The Barzona is a composite breed of beef cattle developed in the high desert, inter-mountain region of Arizona in the 1940s and 1950s. The performance-based development process utilized a base of Hereford/Africander commercial cows and added genetics from Angus, Santa Gertrudis and Zebu cattle. Emphasis was on the cows' performance rather than the bulls' performance so it can be said that the Barzona breed is the only breed developed specifically through the dam line rather than the sire line, and solely on performance.
The Barzona is a medium sized cow, red in color, with a long face, and little to no white markings. Calves are born at around 60 pounds, are streamlined for calving ease, and very vigorous at birth. Market steers average 1200 pounds and mature much earlier than other zebu infused breeds.

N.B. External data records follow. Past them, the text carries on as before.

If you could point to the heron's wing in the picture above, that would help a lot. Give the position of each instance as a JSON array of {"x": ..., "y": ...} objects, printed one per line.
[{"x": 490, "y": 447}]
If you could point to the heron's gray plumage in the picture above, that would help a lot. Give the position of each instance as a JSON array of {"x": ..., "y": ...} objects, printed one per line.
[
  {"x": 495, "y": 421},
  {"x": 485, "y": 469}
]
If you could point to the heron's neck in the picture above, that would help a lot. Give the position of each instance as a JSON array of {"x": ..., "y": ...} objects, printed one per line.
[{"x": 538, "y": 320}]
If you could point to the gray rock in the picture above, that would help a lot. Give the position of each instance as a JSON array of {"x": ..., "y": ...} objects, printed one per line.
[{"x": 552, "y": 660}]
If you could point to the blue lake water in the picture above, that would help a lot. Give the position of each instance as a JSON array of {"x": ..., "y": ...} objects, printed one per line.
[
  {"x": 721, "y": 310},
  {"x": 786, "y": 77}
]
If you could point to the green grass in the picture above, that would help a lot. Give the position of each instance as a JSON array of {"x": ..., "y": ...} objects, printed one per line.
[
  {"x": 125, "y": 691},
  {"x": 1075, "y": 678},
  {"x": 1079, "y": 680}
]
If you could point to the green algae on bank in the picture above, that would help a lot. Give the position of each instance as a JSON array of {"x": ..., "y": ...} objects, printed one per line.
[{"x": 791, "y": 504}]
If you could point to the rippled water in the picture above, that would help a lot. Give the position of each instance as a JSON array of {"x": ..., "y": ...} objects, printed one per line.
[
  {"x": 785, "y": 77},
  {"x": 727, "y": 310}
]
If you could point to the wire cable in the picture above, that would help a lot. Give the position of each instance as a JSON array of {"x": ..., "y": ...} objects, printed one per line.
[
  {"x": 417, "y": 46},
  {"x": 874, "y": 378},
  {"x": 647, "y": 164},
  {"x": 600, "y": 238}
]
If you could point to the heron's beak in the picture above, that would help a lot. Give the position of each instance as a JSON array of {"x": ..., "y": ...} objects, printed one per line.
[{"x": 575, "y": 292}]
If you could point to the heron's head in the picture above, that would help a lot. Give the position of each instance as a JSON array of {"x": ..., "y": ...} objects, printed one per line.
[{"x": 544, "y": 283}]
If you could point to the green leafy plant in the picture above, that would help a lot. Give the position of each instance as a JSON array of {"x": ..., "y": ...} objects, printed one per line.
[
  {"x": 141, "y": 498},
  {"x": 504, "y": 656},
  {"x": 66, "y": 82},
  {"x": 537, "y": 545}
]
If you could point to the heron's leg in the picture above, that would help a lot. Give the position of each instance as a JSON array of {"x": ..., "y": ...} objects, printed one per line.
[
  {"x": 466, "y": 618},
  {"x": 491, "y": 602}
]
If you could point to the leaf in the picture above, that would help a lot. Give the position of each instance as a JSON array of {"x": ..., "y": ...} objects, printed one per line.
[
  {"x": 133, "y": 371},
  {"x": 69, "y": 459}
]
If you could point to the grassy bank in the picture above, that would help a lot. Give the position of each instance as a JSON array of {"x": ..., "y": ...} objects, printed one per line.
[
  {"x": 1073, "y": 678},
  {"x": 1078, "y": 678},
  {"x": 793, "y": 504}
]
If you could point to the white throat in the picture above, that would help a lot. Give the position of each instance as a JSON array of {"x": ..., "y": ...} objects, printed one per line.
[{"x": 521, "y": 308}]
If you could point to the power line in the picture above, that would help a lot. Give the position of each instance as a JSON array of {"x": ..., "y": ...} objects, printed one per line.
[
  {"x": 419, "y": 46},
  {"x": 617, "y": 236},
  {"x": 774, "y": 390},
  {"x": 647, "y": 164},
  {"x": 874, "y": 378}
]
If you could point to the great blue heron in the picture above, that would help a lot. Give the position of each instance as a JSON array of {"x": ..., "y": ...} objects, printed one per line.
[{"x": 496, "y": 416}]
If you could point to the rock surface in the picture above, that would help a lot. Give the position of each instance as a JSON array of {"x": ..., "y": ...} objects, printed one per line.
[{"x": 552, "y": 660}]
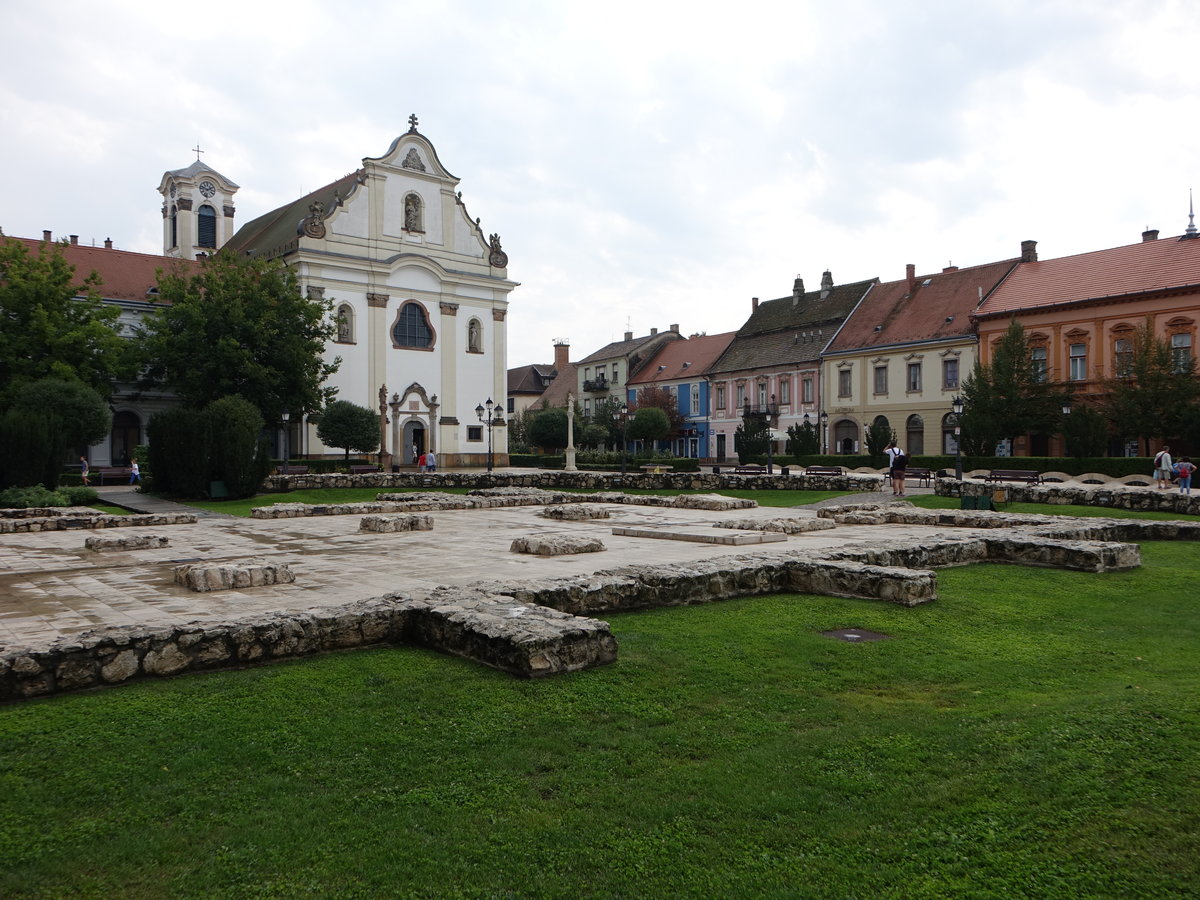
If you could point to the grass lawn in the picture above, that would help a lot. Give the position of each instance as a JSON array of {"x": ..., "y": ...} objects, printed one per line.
[{"x": 1033, "y": 733}]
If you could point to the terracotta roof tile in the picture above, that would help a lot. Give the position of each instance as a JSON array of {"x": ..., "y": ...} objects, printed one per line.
[{"x": 1132, "y": 269}]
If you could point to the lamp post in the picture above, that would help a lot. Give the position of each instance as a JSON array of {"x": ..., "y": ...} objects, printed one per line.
[
  {"x": 492, "y": 418},
  {"x": 957, "y": 406},
  {"x": 286, "y": 415},
  {"x": 624, "y": 436}
]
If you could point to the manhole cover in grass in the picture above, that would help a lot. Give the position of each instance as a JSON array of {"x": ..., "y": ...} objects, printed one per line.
[{"x": 855, "y": 635}]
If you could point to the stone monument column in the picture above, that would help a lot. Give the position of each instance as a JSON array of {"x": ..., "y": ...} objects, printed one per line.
[{"x": 570, "y": 435}]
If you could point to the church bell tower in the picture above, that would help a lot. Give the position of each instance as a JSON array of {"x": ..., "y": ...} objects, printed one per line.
[{"x": 197, "y": 210}]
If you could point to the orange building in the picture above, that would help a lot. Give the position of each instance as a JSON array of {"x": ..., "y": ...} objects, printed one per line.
[{"x": 1080, "y": 312}]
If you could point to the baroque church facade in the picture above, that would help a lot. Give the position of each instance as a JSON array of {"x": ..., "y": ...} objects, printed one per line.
[{"x": 419, "y": 294}]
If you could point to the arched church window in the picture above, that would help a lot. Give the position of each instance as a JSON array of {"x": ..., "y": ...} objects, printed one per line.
[
  {"x": 345, "y": 324},
  {"x": 207, "y": 226},
  {"x": 412, "y": 328},
  {"x": 414, "y": 219}
]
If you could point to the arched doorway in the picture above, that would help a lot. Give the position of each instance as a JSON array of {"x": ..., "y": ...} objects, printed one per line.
[{"x": 126, "y": 436}]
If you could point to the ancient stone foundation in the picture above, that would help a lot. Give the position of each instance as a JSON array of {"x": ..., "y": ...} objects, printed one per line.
[
  {"x": 389, "y": 525},
  {"x": 556, "y": 545},
  {"x": 133, "y": 541},
  {"x": 231, "y": 576}
]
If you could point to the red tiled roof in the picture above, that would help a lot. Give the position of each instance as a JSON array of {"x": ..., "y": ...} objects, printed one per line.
[
  {"x": 125, "y": 275},
  {"x": 699, "y": 353},
  {"x": 1133, "y": 269},
  {"x": 893, "y": 313}
]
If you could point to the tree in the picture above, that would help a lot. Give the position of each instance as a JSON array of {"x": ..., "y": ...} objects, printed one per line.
[
  {"x": 649, "y": 424},
  {"x": 239, "y": 325},
  {"x": 1009, "y": 397},
  {"x": 77, "y": 417},
  {"x": 349, "y": 426},
  {"x": 53, "y": 327},
  {"x": 549, "y": 430},
  {"x": 1151, "y": 395}
]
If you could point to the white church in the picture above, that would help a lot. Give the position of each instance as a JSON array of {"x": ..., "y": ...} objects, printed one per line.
[{"x": 420, "y": 295}]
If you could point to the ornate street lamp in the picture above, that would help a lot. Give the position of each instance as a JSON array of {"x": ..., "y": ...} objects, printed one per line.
[
  {"x": 286, "y": 415},
  {"x": 957, "y": 407},
  {"x": 492, "y": 418},
  {"x": 624, "y": 435}
]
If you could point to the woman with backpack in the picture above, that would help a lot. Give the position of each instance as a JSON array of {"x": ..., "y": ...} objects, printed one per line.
[
  {"x": 897, "y": 466},
  {"x": 1163, "y": 468}
]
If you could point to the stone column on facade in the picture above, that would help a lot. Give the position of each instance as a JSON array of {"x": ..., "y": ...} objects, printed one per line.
[
  {"x": 377, "y": 339},
  {"x": 449, "y": 385},
  {"x": 570, "y": 433}
]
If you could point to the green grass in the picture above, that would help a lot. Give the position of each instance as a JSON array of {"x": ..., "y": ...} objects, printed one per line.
[{"x": 1033, "y": 733}]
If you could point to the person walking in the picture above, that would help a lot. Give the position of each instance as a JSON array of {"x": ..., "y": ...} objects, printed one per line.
[
  {"x": 1186, "y": 467},
  {"x": 1163, "y": 468},
  {"x": 897, "y": 466}
]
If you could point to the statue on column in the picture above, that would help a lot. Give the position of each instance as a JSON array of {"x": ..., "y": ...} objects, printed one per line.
[{"x": 570, "y": 435}]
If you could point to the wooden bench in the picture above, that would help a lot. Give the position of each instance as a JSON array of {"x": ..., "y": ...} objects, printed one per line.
[
  {"x": 924, "y": 477},
  {"x": 121, "y": 473},
  {"x": 822, "y": 471},
  {"x": 1027, "y": 475}
]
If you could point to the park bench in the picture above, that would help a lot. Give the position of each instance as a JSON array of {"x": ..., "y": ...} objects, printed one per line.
[
  {"x": 120, "y": 473},
  {"x": 1029, "y": 477},
  {"x": 822, "y": 469}
]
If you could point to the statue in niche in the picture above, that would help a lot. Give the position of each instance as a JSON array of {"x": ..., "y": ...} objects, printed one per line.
[{"x": 413, "y": 213}]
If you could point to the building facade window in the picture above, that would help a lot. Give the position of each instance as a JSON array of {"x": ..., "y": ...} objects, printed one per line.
[
  {"x": 1079, "y": 361},
  {"x": 1181, "y": 352},
  {"x": 951, "y": 375},
  {"x": 913, "y": 377},
  {"x": 207, "y": 227},
  {"x": 412, "y": 328},
  {"x": 1038, "y": 364}
]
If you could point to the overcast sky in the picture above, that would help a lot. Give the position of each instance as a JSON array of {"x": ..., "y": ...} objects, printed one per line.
[{"x": 645, "y": 163}]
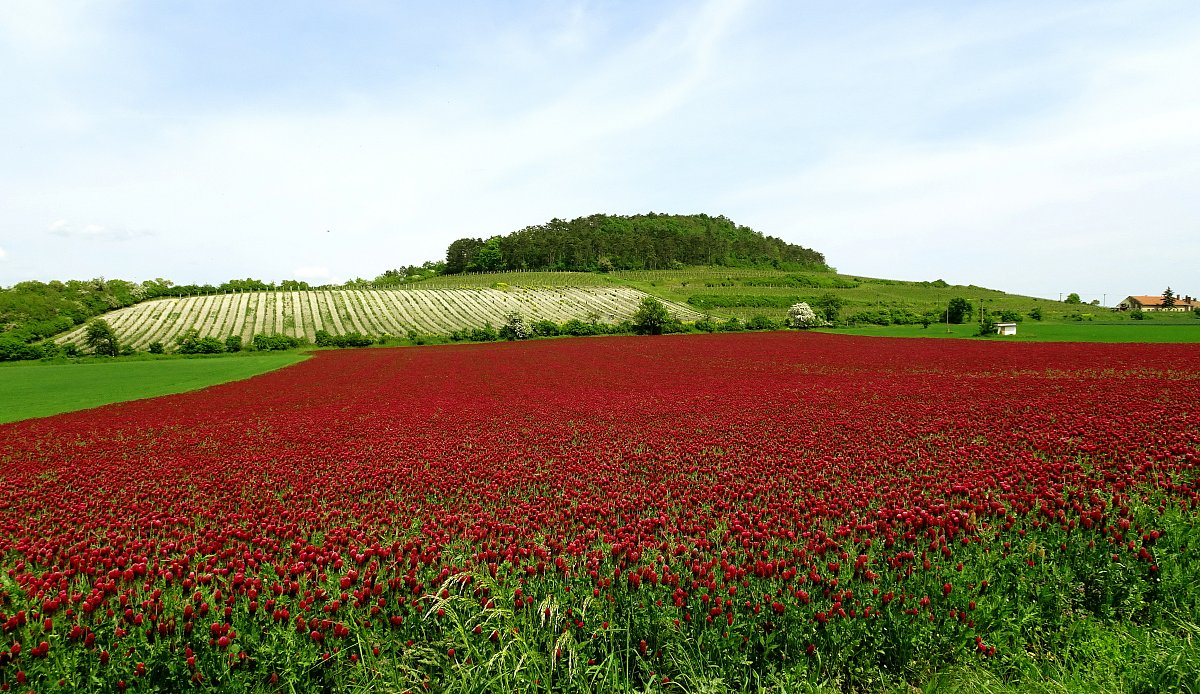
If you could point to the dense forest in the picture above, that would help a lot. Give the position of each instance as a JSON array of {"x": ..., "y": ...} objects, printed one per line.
[{"x": 651, "y": 241}]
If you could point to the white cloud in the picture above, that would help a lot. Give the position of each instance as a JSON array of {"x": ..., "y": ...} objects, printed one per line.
[
  {"x": 312, "y": 274},
  {"x": 95, "y": 232}
]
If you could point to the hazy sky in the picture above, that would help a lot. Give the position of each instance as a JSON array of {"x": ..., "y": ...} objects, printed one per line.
[{"x": 1036, "y": 147}]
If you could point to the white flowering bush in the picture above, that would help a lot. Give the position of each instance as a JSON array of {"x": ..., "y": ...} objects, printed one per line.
[{"x": 803, "y": 316}]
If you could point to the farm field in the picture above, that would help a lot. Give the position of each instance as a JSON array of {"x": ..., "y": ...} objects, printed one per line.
[
  {"x": 1159, "y": 330},
  {"x": 373, "y": 312},
  {"x": 743, "y": 292},
  {"x": 777, "y": 510},
  {"x": 33, "y": 389}
]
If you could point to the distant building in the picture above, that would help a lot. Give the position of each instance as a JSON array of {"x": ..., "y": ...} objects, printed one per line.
[{"x": 1156, "y": 304}]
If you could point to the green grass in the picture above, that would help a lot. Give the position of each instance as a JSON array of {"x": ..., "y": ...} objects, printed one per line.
[
  {"x": 1045, "y": 331},
  {"x": 35, "y": 389}
]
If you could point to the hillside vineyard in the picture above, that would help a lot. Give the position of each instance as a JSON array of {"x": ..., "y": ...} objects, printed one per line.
[{"x": 366, "y": 311}]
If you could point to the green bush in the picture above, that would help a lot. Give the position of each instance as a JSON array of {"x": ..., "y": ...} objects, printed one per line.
[
  {"x": 958, "y": 310},
  {"x": 762, "y": 323},
  {"x": 545, "y": 328},
  {"x": 515, "y": 328},
  {"x": 579, "y": 328},
  {"x": 191, "y": 342},
  {"x": 324, "y": 339},
  {"x": 651, "y": 317},
  {"x": 274, "y": 342}
]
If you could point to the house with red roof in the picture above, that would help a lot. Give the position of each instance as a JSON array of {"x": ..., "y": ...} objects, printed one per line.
[{"x": 1156, "y": 304}]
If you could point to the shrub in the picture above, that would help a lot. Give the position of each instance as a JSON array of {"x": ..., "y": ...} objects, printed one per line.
[
  {"x": 485, "y": 334},
  {"x": 191, "y": 342},
  {"x": 579, "y": 328},
  {"x": 651, "y": 317},
  {"x": 545, "y": 328},
  {"x": 762, "y": 323},
  {"x": 958, "y": 310},
  {"x": 274, "y": 342},
  {"x": 515, "y": 328},
  {"x": 101, "y": 337},
  {"x": 828, "y": 306},
  {"x": 803, "y": 316}
]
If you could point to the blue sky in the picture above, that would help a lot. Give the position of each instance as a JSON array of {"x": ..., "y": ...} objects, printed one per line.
[{"x": 1038, "y": 148}]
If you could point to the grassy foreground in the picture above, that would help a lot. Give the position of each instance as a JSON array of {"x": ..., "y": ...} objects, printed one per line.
[{"x": 30, "y": 389}]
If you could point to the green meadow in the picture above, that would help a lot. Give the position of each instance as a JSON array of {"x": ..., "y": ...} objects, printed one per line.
[{"x": 39, "y": 389}]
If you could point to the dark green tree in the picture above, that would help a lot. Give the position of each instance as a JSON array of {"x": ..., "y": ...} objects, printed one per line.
[
  {"x": 652, "y": 317},
  {"x": 101, "y": 337},
  {"x": 828, "y": 306},
  {"x": 461, "y": 255},
  {"x": 958, "y": 310},
  {"x": 489, "y": 258}
]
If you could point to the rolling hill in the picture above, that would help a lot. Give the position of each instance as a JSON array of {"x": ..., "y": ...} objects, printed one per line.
[{"x": 301, "y": 313}]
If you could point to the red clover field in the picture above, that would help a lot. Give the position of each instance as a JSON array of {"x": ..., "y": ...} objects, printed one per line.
[{"x": 673, "y": 513}]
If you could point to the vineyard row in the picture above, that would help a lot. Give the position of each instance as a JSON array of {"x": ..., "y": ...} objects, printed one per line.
[{"x": 366, "y": 311}]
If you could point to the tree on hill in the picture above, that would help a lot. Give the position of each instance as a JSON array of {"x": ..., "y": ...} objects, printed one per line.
[
  {"x": 623, "y": 243},
  {"x": 803, "y": 316},
  {"x": 651, "y": 318},
  {"x": 101, "y": 339},
  {"x": 958, "y": 310}
]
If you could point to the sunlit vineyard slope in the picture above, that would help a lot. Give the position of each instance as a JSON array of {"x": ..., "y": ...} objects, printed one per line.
[{"x": 366, "y": 311}]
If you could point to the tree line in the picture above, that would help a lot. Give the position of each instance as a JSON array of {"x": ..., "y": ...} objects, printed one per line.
[{"x": 651, "y": 241}]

The Barzona was and is bred and selected for qualities of heat tolerance, insect and disease resistance, hard-footedness, browsing and wild-type grazing, and ability to travel long distances to and from water. Cow production emphasis is on early maturity, fertility and calving ease, survive-ability, and the ability of a cow to breed and wean a calf every year that will go on and perform in the feed lot and on the rail, grading high choice and prime 90% of the time or better.
Breed Registry and Programs
The Barzona Breeders Association of America records and tracks pedigrees of the breed, and is currently looking into marketing and also developing EPD's (Expected Progeny Difference) for the breed.